Graph Optimizations. The ML compiler improves speed by using graph algorithms to find ways to optimize execution. Methods include:
- Algebraic optimizations
- Kernel fusion
- Parallelization algorithms
Algebraic optimizations can be performed at a single node in the graph, or sometimes in a pair of nodes. As an example of a single-node algebraic optimization, since all the model's weight data is known at ML-compile-time, if there is a weight vector that is all zeros, the ML compiler can detect this redundant operation and nullify it. Some kinds of optimizations can propagate through the graph, analogous to sequential “constant propagation” algorithms in programming language compilers, but where each node is usually a vector operation.

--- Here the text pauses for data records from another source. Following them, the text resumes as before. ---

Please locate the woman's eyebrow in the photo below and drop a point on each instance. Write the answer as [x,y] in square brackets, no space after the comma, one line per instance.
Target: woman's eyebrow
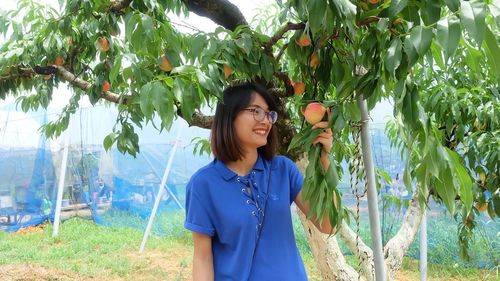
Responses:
[256,105]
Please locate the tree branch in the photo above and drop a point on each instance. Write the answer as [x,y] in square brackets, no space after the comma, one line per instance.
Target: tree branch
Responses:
[221,12]
[286,81]
[118,5]
[362,252]
[396,248]
[276,37]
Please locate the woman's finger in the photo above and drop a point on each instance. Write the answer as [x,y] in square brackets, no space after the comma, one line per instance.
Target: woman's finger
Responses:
[322,124]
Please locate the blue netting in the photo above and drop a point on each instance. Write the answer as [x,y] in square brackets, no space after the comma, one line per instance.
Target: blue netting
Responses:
[108,187]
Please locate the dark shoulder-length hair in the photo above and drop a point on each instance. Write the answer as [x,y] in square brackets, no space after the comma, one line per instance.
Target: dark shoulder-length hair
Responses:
[224,142]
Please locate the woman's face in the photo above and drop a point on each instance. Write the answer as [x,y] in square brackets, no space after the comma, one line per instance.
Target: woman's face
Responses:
[251,133]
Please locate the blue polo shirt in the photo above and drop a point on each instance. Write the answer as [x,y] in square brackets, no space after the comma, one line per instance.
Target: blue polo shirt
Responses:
[229,208]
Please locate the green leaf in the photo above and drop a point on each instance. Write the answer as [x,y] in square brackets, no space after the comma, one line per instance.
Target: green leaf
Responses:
[448,35]
[453,5]
[197,44]
[317,10]
[145,102]
[473,16]
[108,141]
[495,10]
[393,57]
[493,52]
[437,55]
[432,12]
[464,180]
[396,7]
[446,190]
[115,70]
[245,43]
[421,38]
[410,108]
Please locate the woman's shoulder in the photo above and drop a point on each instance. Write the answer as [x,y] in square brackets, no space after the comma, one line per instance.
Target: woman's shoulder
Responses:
[204,172]
[282,161]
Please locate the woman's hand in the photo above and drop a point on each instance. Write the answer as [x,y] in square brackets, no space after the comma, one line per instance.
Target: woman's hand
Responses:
[325,138]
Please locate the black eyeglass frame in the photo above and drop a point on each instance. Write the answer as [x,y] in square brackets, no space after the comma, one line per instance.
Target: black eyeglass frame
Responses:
[259,114]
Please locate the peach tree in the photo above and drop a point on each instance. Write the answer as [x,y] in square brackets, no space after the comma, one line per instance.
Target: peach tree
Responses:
[436,60]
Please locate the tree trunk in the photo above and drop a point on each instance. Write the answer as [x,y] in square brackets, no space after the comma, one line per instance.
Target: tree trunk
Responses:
[398,245]
[326,251]
[331,262]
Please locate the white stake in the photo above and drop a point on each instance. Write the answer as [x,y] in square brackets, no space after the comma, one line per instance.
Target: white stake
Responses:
[160,190]
[60,188]
[372,192]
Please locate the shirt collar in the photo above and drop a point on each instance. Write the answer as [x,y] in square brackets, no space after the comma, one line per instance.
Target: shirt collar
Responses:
[227,174]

Kernel fusion is the merging of two operation nodes into a combined single operation node. There are many combinations of operations that occur in sequence across the graph, and combining the code for two operators can be faster. For example, if there's a matrix-vector multiply node followed by a RELU node, these can be “fused” into a single node that does matrix-vector-multiply-RELU as one operation.
Parallelization optimizations at a low-level are inherent to the various algebraic and kernel fusion optimizations done by the ML compiler. However, the compiler can also do high-level parallelization, because it can know from the graph's ordering which operations depend on each other, in what sequence, and which ones can be done independently in parallel. Hence, an ML compiler can use advanced scheduling algorithms to efficiently parallelize node operations and marshal data into the GPU (or multiple GPUs) in a way that keeps the pipeline full (no “bubbles”).